New York

Adolf Wölfli

Grey Art Gallery

In 1895, Adolf Wölfli, a Swiss farmhand, was sentenced to life in a mental asylum for trying to rape a three-year-old girl. He was 31. Shortly thereafter he began making elaborate narrative drawings in lead and colored pencil. They were executed on large sheets of newsprint and later handstitched together into books. The project occupied him off and on until his death, in 1930. The drawings were hailed by the European intellectual community late in Wölfli’s life, thanks mostly to a groundbreaking monograph by his psychiatrist, Walter Morgenthaler: Ein Geisteskranker als Künstler (A mentally ill person as artist) was read and championed by the German poet Rainer Maria Rilke, among others. Subsequently WölfIi’s art has been acknowledged as an influence by artists such as Jean Dubuffet, Hermann Nitsch, and Paul Klee. Frequently exhibited, studied, and used as the basis for documentary films in Europe, Wölfli has become a more familiar name here since the inclusion of his work in Kassel’s Documenta 5 exhibition of 1972.

Wölfli managed to complete five epic narrative works, each composed of five or more separately bound books of varying lengths. The earliest work is called, in his own idiosyncratic spelling, Von der Wiege Bif zum Graab (From the cradle to the grave, 1908–1912) and the last, Traner-marsch (The funeral march, 1928–30).

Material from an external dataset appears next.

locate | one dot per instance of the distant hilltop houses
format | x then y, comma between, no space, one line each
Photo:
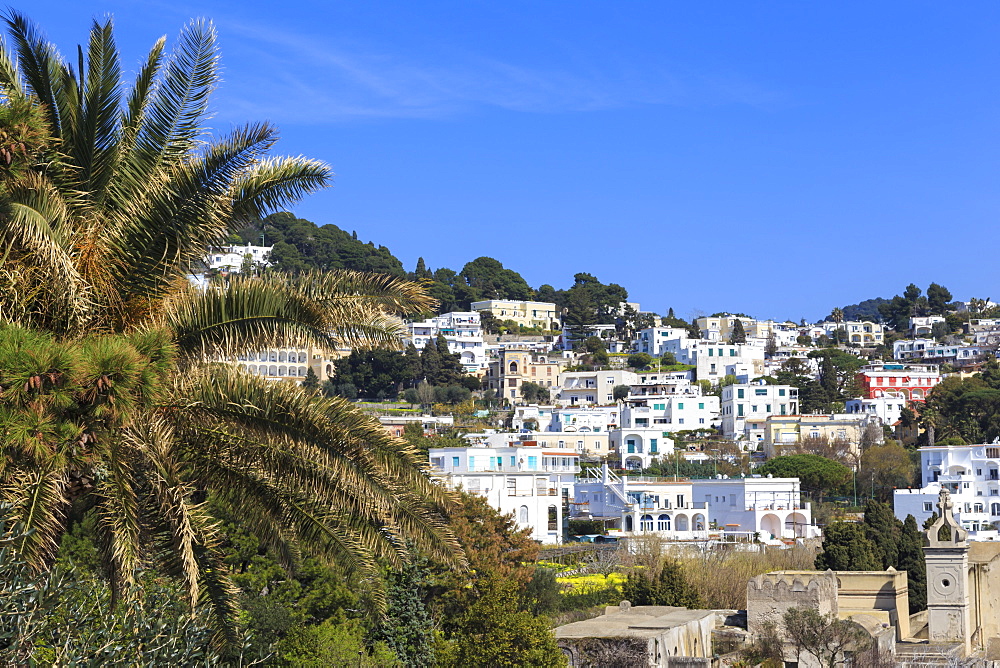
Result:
574,405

Wölfli’s art consists of an almost indecipherable visual melange of poetic phrases, lists of numbers, musical notes (sometimes organized into what seem to be actual compositions), graphics, and figurative drawings. These components, mostly executed in browns, blacks, yellows, and reds, are locked together into densely and irregularly patterned designs that sometimes echo the tapestries of various Native American tribes. Some of the most affecting pieces include images scissored from popular magazines of the day. Here the foreignness of the crabbed doodling can be seen in sharpest relief. These are the only instances in which Wölfli’s imaginary worlds conjoin with the rest of the world. The latter throws light on the former without dispelling its phantoms.

Both the show at Grey Art Gallery and the smaller one at Phyllis Kind Gallery are more than a little fantastical. Still there’s a problem or two, namely that the works on display are not individual items. Each is reliant, either formally or in terms of narrative flow, on its preceding and succeeding pages. Even with the healthy selection afforded by this two-gallery format, the work is not well-served by such a conventional manner of presentation. Wölfli’s books deserve to be seen in their original form. Strangely, this exhibition’s otherwise exhaustive catalogue fails to provide an English-language translation for most of the text. As a result, it’s an intriguing show, but an opaque one.